The very fact that the Chinese have also embarked on an ambitious carrier program should be indicative of their own plans of developing sea control and power projection capabilities. Moreover, Beijing’s third aircraft carrier will reportedly feature a game-changing Electromagnetic Aircraft Launch System (EMALS) analogous to America’s Ford-class carriers. Responding to this news, Admiral Chris Grady, commander of U.S. Fleet Forces, commented, “Good on ‘em. It makes the argument that carriers are important.”
Counterintuitive as it may seem, the rise of the Chinese navy has given the United States notable leverage to affect Beijing’s risk calculus. As Toshi Yoshihara argues, land powers have historically been risk-averse to endangering their fleets and China will be no exception. If the Chinese missiles pose a threat to American flattops, the United States and allies can similarly target Beijing’s capital ships. As a matter of fact, Washington’s allies including Japan and Taiwan have developed anti-access strategies to keep Chinese warships on the edge. Tokyo’s anti-ship cruise missiles are just one example.

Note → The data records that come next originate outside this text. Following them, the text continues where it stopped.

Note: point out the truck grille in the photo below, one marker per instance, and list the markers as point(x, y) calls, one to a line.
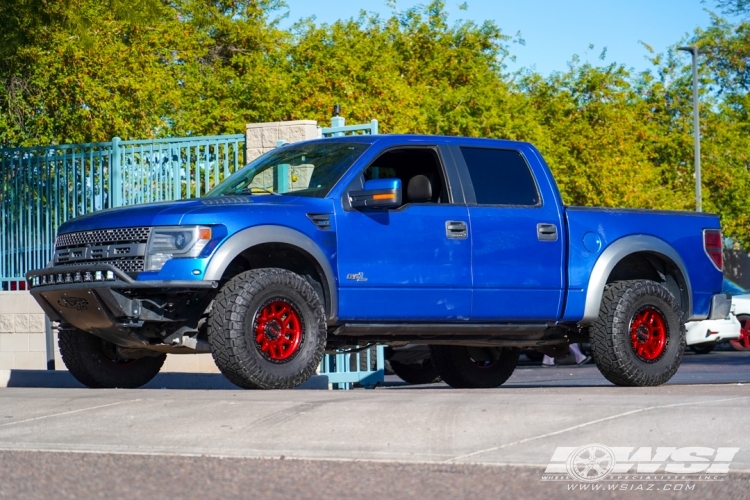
point(124, 248)
point(103, 236)
point(132, 265)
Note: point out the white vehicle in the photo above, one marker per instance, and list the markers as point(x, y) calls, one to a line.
point(702, 336)
point(741, 306)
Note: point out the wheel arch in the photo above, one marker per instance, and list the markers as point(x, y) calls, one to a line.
point(276, 246)
point(638, 257)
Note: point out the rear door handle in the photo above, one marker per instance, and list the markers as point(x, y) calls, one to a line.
point(456, 230)
point(546, 232)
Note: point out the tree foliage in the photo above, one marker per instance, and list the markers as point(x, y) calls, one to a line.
point(85, 71)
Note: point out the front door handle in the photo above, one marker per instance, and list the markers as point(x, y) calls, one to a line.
point(546, 232)
point(456, 230)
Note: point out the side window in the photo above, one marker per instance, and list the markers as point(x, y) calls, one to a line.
point(419, 170)
point(500, 177)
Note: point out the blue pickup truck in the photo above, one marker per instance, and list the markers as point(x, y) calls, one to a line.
point(460, 244)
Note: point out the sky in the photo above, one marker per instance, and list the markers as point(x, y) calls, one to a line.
point(554, 30)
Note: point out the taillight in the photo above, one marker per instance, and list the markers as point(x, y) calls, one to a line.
point(712, 245)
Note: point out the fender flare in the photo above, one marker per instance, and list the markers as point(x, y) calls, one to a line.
point(617, 251)
point(258, 235)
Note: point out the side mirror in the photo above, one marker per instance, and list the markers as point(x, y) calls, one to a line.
point(378, 193)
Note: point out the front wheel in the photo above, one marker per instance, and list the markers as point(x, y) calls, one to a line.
point(267, 329)
point(94, 362)
point(638, 339)
point(465, 367)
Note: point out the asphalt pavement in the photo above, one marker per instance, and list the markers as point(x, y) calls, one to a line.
point(397, 441)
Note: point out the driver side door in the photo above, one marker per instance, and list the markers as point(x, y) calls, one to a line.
point(411, 262)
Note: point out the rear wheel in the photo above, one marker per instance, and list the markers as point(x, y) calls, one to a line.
point(94, 362)
point(743, 342)
point(465, 367)
point(267, 329)
point(638, 339)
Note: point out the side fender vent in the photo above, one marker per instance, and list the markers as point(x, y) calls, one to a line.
point(323, 221)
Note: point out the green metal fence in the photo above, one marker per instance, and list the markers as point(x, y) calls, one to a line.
point(42, 187)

Carriers have served America well and have been quite flexible each time the Navy has adopted a new strategic concept. Rather than dismissing the flattops altogether, the debate should revolve around issues such as ballooning construction costs, lengthy delays, and ailing acquisition systems. Now that America’s newest supercarrier USS Gerald R. Ford is undergoing final trials and is projected to deploy in 2022, a meticulous evaluation must be made for future projects to avoid the problems that have plagued this carrier in the first place.
Erik Khzmalyan is a geopolitical analyst based in Washington, DC. He holds an MA in Statecraft and National Security Affairs from the Institute of World Politics.